The Roma - Europe's poor of the poor

Further to an earlier blog here , Europe's roughly 10 million Roma remain the poorest of the poor, often migrating abroad in search of work .

The Czech Republic guilty of discriminating against Roma children by placing them in special schools for the mentally handicapped. In Slovakia at least 90% of Roma children attend special schools for the mentally retarded. In Hungary, several local courts have ruled in favour of Roma children who sued the state for discrimination, for placing them in special schools. In Romania and Bulgaria up to one-third of Roma children were not in school, a proportion which reaches 80% in Bosnia-Hercegovina. A report from Amnesty International criticised shortcomings in primary education in Slovenia, Bosnia-Hercegovina and Croatia which it said "deprive Romani children of the chance of fulfilling their true potential".

"Although a lot of improvements have been made in the education system, the level of illiteracy in the Roma community is still high and 35-40% of Roma children don't have access to school," Magda Matache, executive director for Romani Criss, a Roma human rights group says

About one million Roma children "remain invisible" in South-East Europe, without documents or adequate healthcare, a Unicef report says. 50,000 Roma children live as refugees in Germany.
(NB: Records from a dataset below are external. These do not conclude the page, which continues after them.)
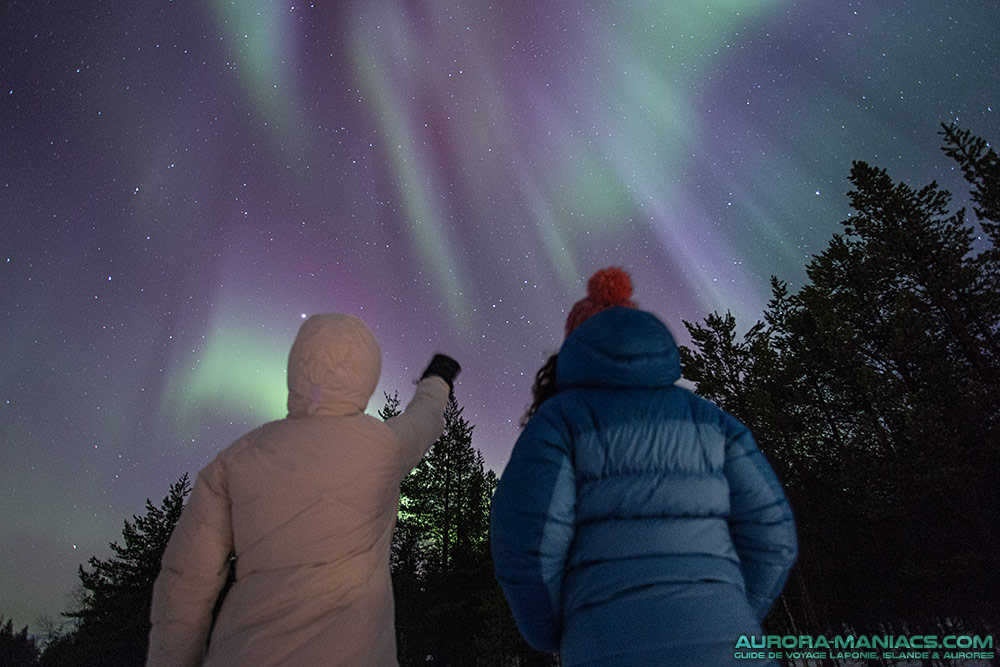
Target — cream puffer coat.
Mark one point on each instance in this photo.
(308, 505)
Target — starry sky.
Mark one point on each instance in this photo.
(182, 182)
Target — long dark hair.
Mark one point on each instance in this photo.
(544, 387)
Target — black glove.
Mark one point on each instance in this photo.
(445, 368)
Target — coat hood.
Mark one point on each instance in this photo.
(333, 367)
(619, 348)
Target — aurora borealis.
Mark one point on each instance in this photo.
(180, 183)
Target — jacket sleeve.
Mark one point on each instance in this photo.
(421, 423)
(761, 522)
(532, 524)
(193, 571)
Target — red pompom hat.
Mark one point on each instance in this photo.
(607, 288)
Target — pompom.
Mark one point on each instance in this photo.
(610, 286)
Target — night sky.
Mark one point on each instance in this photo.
(181, 183)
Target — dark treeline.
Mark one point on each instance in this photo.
(872, 389)
(449, 607)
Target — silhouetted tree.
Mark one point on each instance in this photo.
(112, 615)
(448, 603)
(873, 388)
(17, 649)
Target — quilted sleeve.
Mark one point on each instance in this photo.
(761, 522)
(193, 571)
(532, 526)
(421, 423)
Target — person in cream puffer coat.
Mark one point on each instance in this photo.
(307, 504)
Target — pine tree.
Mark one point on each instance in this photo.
(448, 604)
(17, 649)
(112, 615)
(879, 381)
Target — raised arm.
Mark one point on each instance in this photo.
(193, 571)
(531, 528)
(761, 524)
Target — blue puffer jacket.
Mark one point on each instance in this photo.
(636, 523)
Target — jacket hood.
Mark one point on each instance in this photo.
(333, 367)
(619, 348)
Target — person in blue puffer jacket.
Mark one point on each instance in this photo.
(635, 523)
The Roma suffer three fold-prejudice in the UK. Firstly because they are Gypsies, secondly because they are often asylum seekers or refugees and thirdly because many are Romanian.

The Romanian author Mircea Cartarescu points out that it was the Romanians who forced the Roma into a life of misery and delinquency - by enslaving them.

"For centuries they could be bought and sold, families were torn apart, children taken from their mothers, women separated from their men. The young women were generally raped by their owners and the 'flock of crows', as they were called, was the target of general contempt and discrimination. One of the voivodes, or provincial governors, used to have them climb trees and then shot them down with arrows. He called it crow-hunting. Tied to one place and kept like animals, the gypsies multiplied more quickly in the Romanian principalities than anywhere else in Europe. Therefore we only have ourselves to blame for creating the gypsy problem. It is our historical guilt. ... We are appalled when other countries perceive us as a nation of criminals, but we see the gypsies in exactly the same way." he said

1 comment:

ajohnstone said...

Centre on Housing Rights and Evictions has announced criticism of Slovakia, where about 120,000 members of the Roma community live in slums, lacking basics such as water and electricity.

The centre said Slovakia's Roma faced persistent discrimination and lived in conditions that constituted a grave human rights violation.

The situation was made all the more disturbing, it claimed, because Slovakia had received substantial financial aid from the EU aimed at improving housing standards and ending discrimination against the minority group.